Ces enjeux ont alimenté, au fil des ans, le soupçon que Ciro Imperante, Luigi Schiavo et Giuseppe La Rocca aient été victimes d’une erreur judiciaire fondée sur des témoignages fragiles et des enquêtes douteuses.
Une blessure toujours vive
Plus de quarante ans après ce double meurtre, le dossier de Ponticelli continue de susciter des débats. D’un côté, l’horreur face à la mort de Barbara et Nunzia, une tragédie qui a durablement marqué la mémoire de Naples. De l’autre, la question la plus complexe : les véritables coupables ont-ils été identifiés ?
Après avoir purgé leur peine, Ciro Imperante, Luigi Schiavo et Giuseppe La Rocca demeurent convaincus de leur innocence et réclament justice.
Leur nom, associé pendant des décennies à l’un des crimes les plus atroces de la chronique italienne, reste au centre d’une affaire où le besoin de vérité n’a jamais disparu.
Points importants à retenir
- Le drame des petites filles a laissé une empreinte indélébile dans la mémoire collective de Naples.
- Les investigations initiales ont été critiquées pour leur manque de rigueur.
- L’affaire soulève des questions fondamentales sur la justice et la possibilité d’erreurs judiciaires.
- Les trois jeunes condamnés cherchent toujours à prouver leur innocence, renforçant le débat autour de la culpabilité.

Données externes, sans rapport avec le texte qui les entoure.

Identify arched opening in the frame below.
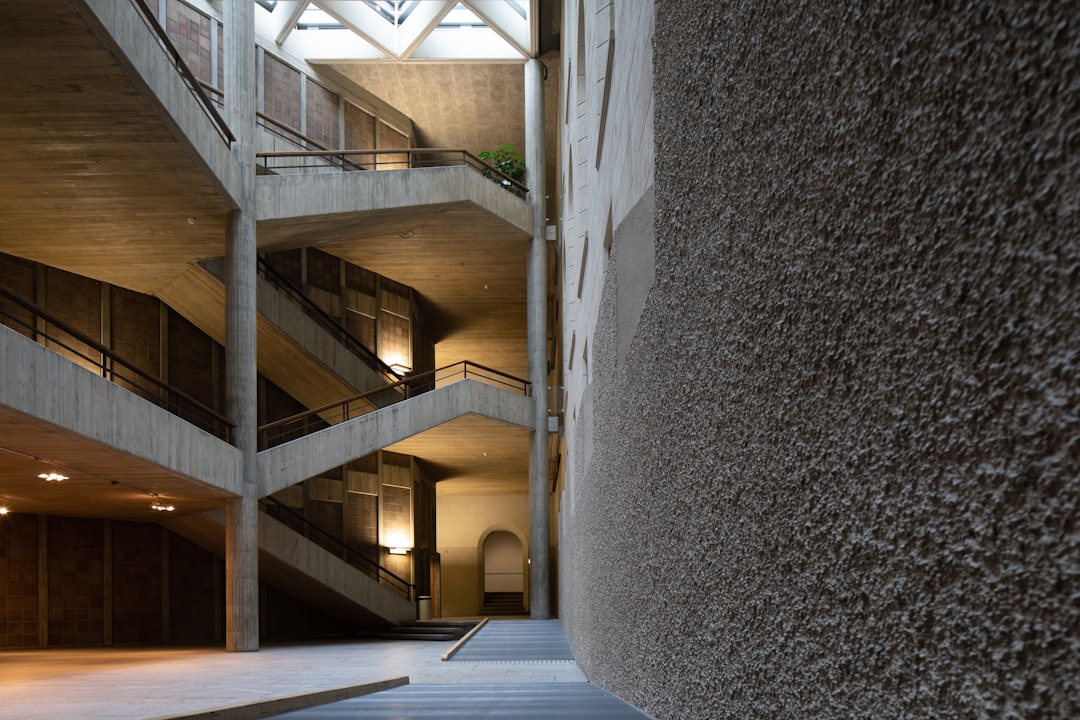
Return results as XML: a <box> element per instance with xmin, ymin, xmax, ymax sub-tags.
<box><xmin>484</xmin><ymin>530</ymin><xmax>525</xmax><ymax>614</ymax></box>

- La perception du public sur cette affaire varie entre un appel à la justice et la recherche de réconciliation avec le passé.
À la lumière de ces événements, je ne peux m’empêcher de réfléchir à notre système judiciaire. Comment des vies peuvent-elles être bouleversées par de potentielles erreurs ? Dans le tumulte des témoignages et des preuves, où se trouve la vérité ? Ce cas résonne comme un appel à la vigilance et une invitation à ne jamais perdre de vue les valeurs de justice et d’équité.